Solvent influences on the photophysics of naphthalene:: Fluorescence and triplet state properties in aqueous solutions and in cyclodextrin complexes

The photophysical properties of naphthalene were studied in aqueous solution (H(2)O and D(2)O), in some organic solvents (ethanol, hexane, and acetonitrile), and in complexes with the cyclodextrins (CDs) alpha-CD and beta-CD, by means of absorption, steady-state and time-resolved fluorescence, circular dichroism, and triplet-triplet absorption spectroscopies. The structures of the CD inclusion complexes were computed using a dynamic Monte Carlo method.
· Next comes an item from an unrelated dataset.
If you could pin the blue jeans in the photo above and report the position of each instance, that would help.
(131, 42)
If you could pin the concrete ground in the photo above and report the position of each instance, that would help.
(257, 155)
The main difference of the photophysics in the pure aqueous with respect to the organic media consists in a reduction of the fluorescence lifetime, tau(F), by a factor of about 2.5. Consideration of the triplet properties in aqueous and organic media led to the conclusion that this effect is most probably due to a corresponding increase of the intersystem crossing rate, induced by H(2)O or D(2)O. Inclusion of naphthalene in the CD hosts has the effect, at high CD concentration (>0.01 M), of increasing tau(F) with respect to the aqueous medium, the value in alpha-CD being near to that in the organic media and the value in beta-CD intermediate. The spectral and kinetic data are consistent with the predominant formation of 1:2 host:guest complexes with alpha-CD, and of 1:1 complexes with beta-CD, although 2:2 complexes with beta-CD are also formed and are identified by their excimer like fluorescence. Several experimental results, including the values of tau(F), and the temperature dependences of fluorescence and triplet-triplet absorption spectra on one hand and of triplet quenching and triplet-triplet annihilation kinetics on the other, point to a considerable structural flexibility of the 1:2 complex with alpha-CD.